The Legislature could reasonably have concluded the failure of opposite sex couples “to adopt the responsibility of the marital vows and the legal obligation resulting from a formal marriage ceremony evidenced a lack of permanent commitment which made compensation for loss of monetary support too speculative to calculate.” In the case of married couples this permanency is evidenced by the marriage certificate which provides a public record to all that a legal relationship exists between two persons. [citation] In the case of domestic partners this permanency is evidenced by the Declaration of Domestic Partnership which also provides the parties and the public with a record of the partners’ legal relationship. [citation] NO EQUIVALENT PUBLIC record exists for unmarried cohabiting couples who are of opposite sex [emphasis in original].

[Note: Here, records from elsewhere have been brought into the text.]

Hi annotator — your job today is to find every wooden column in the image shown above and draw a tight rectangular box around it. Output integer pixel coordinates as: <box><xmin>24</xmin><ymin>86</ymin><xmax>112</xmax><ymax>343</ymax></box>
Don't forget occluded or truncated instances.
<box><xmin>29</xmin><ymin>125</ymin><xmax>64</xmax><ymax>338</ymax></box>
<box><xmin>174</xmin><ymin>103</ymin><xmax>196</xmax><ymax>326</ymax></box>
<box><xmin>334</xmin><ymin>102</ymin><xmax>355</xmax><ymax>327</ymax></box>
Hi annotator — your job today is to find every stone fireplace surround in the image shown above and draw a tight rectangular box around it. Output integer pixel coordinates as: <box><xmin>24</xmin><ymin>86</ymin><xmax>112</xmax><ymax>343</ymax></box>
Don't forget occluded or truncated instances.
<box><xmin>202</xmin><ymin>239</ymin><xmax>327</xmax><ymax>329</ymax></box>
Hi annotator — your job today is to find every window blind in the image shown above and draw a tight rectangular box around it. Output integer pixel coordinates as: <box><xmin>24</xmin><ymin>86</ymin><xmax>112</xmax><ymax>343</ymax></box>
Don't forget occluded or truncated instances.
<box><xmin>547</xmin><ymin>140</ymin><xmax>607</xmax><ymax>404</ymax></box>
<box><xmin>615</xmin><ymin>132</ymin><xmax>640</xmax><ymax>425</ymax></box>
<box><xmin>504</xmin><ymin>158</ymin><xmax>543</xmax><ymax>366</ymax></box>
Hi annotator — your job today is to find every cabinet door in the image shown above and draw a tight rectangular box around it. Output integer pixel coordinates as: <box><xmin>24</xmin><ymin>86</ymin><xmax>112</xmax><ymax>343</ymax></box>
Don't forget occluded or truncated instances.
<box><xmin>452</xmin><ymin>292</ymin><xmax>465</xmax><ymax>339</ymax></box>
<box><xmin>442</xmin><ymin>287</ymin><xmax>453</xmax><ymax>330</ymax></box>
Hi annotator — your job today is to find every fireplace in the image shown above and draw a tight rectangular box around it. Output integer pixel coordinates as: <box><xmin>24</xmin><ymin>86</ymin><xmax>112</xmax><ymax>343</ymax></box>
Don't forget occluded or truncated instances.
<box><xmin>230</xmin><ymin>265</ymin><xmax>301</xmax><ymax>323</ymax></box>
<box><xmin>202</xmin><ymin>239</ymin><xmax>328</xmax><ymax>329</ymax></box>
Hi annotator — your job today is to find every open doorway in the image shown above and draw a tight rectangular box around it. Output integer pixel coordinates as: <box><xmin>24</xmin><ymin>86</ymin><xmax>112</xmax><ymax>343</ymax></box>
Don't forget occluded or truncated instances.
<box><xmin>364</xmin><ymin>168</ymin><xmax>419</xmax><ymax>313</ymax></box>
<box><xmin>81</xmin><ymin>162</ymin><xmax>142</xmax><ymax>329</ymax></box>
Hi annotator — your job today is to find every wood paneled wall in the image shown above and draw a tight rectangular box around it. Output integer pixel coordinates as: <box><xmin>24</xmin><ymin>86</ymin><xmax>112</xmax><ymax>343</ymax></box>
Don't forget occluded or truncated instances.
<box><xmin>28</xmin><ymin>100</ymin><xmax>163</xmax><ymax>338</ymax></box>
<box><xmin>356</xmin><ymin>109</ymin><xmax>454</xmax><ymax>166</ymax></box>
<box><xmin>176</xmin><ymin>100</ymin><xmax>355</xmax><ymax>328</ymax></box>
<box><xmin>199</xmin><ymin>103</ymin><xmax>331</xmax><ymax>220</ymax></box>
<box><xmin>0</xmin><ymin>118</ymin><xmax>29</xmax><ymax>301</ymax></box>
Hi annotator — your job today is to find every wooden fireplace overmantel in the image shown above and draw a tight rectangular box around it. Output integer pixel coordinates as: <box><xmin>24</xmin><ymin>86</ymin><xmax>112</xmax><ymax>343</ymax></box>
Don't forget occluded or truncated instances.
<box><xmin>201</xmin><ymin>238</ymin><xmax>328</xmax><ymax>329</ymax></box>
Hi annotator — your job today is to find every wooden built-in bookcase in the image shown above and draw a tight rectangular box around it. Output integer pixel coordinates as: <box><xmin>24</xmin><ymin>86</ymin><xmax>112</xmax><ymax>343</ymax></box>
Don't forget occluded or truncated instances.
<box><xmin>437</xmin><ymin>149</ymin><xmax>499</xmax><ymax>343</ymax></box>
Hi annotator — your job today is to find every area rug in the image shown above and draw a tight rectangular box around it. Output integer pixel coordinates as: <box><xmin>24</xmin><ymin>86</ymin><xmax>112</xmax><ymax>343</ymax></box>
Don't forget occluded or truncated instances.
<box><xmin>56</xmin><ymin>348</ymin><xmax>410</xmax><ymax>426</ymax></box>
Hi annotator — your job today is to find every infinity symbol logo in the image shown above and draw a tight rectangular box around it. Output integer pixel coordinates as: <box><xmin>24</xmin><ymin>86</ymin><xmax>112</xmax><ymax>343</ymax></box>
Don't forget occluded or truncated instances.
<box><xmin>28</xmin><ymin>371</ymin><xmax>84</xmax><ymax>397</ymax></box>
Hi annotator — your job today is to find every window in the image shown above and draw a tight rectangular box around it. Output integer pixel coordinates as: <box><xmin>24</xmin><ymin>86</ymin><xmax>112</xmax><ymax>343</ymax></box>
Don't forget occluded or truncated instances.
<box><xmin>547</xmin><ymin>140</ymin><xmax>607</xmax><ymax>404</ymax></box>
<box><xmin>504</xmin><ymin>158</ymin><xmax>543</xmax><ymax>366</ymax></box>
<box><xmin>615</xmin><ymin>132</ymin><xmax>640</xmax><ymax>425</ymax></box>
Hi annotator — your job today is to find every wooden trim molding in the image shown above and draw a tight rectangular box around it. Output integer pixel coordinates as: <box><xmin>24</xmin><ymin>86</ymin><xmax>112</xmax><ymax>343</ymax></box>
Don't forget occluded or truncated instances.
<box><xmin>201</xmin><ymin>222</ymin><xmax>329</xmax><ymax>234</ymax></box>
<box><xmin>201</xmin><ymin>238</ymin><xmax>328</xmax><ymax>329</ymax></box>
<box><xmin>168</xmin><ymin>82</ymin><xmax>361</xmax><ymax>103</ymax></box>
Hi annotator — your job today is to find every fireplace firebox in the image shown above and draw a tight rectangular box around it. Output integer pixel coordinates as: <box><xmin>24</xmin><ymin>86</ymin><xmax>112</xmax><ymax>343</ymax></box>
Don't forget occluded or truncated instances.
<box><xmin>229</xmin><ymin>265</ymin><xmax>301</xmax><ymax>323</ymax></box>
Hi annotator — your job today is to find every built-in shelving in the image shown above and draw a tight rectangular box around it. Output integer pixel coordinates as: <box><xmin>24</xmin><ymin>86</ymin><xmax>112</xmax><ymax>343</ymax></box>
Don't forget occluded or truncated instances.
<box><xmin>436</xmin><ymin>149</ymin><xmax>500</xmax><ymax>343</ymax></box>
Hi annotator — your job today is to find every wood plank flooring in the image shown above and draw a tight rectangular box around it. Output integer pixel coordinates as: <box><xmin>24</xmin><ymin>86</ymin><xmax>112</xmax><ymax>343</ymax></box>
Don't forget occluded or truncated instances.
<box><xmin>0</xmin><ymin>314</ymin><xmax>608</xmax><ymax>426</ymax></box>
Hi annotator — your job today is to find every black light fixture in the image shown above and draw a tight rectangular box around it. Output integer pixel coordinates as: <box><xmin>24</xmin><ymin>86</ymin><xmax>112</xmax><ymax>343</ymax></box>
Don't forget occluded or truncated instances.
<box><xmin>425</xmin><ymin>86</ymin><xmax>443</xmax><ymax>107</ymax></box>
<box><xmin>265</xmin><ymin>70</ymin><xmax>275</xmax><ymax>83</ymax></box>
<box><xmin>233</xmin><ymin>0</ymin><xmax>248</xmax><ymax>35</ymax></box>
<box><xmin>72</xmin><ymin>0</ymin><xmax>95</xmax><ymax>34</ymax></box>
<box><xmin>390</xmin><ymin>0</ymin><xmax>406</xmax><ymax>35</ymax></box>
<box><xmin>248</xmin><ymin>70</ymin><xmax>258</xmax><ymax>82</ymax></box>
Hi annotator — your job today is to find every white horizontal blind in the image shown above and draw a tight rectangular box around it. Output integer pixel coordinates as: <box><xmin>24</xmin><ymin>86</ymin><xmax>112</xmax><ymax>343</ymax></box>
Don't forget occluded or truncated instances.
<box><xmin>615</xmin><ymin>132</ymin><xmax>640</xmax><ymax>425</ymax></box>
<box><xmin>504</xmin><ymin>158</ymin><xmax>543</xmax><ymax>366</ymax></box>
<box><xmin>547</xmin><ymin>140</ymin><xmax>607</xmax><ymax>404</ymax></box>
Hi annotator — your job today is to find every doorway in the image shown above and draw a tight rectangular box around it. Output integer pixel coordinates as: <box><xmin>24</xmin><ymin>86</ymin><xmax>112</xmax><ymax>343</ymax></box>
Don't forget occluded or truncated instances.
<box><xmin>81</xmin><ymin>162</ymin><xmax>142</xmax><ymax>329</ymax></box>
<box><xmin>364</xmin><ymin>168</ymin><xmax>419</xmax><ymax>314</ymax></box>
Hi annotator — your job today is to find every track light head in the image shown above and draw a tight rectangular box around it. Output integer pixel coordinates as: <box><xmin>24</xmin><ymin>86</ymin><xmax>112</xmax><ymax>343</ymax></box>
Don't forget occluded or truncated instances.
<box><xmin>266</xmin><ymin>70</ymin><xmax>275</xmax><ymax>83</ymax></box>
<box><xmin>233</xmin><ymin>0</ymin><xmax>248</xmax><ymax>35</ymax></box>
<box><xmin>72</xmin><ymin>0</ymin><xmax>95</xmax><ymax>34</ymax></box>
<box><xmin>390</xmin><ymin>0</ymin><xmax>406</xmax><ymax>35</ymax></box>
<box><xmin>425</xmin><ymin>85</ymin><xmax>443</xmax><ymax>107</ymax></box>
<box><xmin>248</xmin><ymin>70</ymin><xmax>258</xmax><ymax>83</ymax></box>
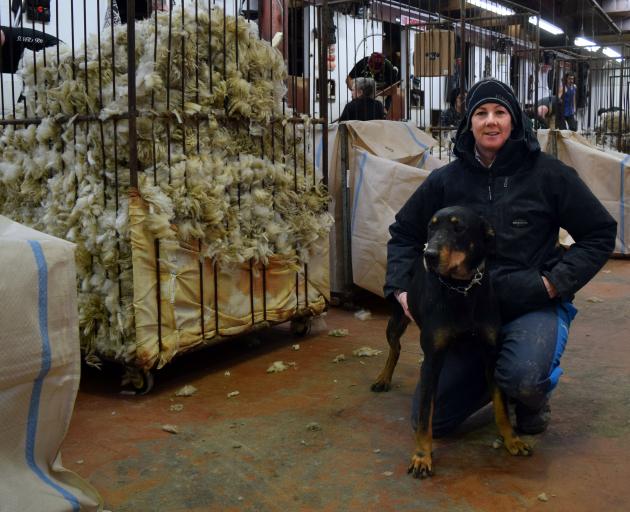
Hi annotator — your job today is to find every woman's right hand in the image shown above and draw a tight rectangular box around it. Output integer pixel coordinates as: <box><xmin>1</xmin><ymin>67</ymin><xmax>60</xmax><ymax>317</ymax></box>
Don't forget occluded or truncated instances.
<box><xmin>395</xmin><ymin>291</ymin><xmax>414</xmax><ymax>321</ymax></box>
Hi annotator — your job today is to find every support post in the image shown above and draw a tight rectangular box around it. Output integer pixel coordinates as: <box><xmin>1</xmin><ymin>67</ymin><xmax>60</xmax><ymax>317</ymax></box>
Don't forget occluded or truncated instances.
<box><xmin>339</xmin><ymin>123</ymin><xmax>354</xmax><ymax>306</ymax></box>
<box><xmin>127</xmin><ymin>0</ymin><xmax>138</xmax><ymax>189</ymax></box>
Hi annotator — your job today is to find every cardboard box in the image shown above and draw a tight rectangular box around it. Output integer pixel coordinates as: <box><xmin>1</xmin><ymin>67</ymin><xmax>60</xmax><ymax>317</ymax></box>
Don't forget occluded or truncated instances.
<box><xmin>414</xmin><ymin>30</ymin><xmax>455</xmax><ymax>77</ymax></box>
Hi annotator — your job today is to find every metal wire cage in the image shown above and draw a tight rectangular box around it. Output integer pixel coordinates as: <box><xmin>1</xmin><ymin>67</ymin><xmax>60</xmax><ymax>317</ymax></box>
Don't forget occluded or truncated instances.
<box><xmin>0</xmin><ymin>0</ymin><xmax>335</xmax><ymax>382</ymax></box>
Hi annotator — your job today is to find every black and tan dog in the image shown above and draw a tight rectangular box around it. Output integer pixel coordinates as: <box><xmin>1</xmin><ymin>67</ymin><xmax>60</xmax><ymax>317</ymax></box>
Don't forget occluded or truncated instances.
<box><xmin>372</xmin><ymin>205</ymin><xmax>531</xmax><ymax>478</ymax></box>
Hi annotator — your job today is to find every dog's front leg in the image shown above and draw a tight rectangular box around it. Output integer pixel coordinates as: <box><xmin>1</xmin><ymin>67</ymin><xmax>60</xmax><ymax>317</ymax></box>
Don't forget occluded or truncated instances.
<box><xmin>491</xmin><ymin>384</ymin><xmax>532</xmax><ymax>456</ymax></box>
<box><xmin>408</xmin><ymin>349</ymin><xmax>445</xmax><ymax>479</ymax></box>
<box><xmin>481</xmin><ymin>347</ymin><xmax>532</xmax><ymax>456</ymax></box>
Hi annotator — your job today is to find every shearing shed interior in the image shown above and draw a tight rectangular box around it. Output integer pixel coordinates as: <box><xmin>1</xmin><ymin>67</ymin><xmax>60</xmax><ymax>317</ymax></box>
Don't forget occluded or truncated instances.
<box><xmin>0</xmin><ymin>1</ymin><xmax>629</xmax><ymax>511</ymax></box>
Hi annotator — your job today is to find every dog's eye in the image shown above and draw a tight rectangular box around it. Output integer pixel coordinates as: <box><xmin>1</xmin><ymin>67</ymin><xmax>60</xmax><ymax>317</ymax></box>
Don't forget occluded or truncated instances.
<box><xmin>453</xmin><ymin>223</ymin><xmax>465</xmax><ymax>233</ymax></box>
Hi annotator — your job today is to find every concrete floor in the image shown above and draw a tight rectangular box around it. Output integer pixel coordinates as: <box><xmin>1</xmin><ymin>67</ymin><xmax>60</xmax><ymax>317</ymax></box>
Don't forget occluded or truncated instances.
<box><xmin>62</xmin><ymin>259</ymin><xmax>630</xmax><ymax>512</ymax></box>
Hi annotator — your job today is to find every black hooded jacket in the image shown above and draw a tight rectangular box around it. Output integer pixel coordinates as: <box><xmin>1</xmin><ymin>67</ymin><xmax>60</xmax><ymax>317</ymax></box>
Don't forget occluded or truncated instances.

· The State has a compelling interest not to afford the right to pursue a claim for wrongful death for every person involved in a dating relationship. One can only imagine the havoc which would result if numerous litigants came into court after the death of someone whom they had casually dated and claimed survivor benefits. The courts would potentially be clogged with persons seeking compensation from the death of another with whom they likely had no relationship evincing any level of permanency. The Legislature’s intent was to ensure that partners in committed publicly recognized relationships would have some opportunity for economic recourse should their life-partner, with whom they likely shared financial as well as other legal obligations, meet an untimely death attributable in some way to another. While Plaintiff certainly presents a sympathetic situation in that her relationship with Decedent could not fairly be described as “casual,” the fact remains that she and Decedent always had the right to marry, and in turn always had the right to benefit from the legislatively-created right to sue for wrongful death. It is permissible for the law to vest certain rights in couples who adopt the responsibility of marital vows or registered domestic partnership. In any such partnership, be it marriage or registered domestic, a public record exists which evidences the members’ permanent commitment to embrace both rights and obligations associated with such a union. Plaintiff and the decedent always had the opportunity to marry which would have not only enshrined their commitment in the public record, but also vest them with both the legal rights and obligations associated therewith. For reasons personal to them, rather than for any reasons imposed upon them by the law, they elected not to do so. That is also their right. Plaintiff argues that she is being penalized for her personal choice in not having married. However her personal choice of not marrying is quite distinct from either her gender or sexual orientation or the fundamental right to marry. The laws at issue do not penalize any suspect classification. Having exercised her right not to wed does not in turn equate to her having been denied equal protection.

· If the tentative ruling is uncontested, it shall become the order of the Court. The moving party shall prepare a written order consistent with the Court’s ruling for the Court’s signature, pursuant to California Rules of Court, Rule 3.1312, and provide written notice of the ruling to all parties who have appeared in the action, as required by law and the California Rules of Court.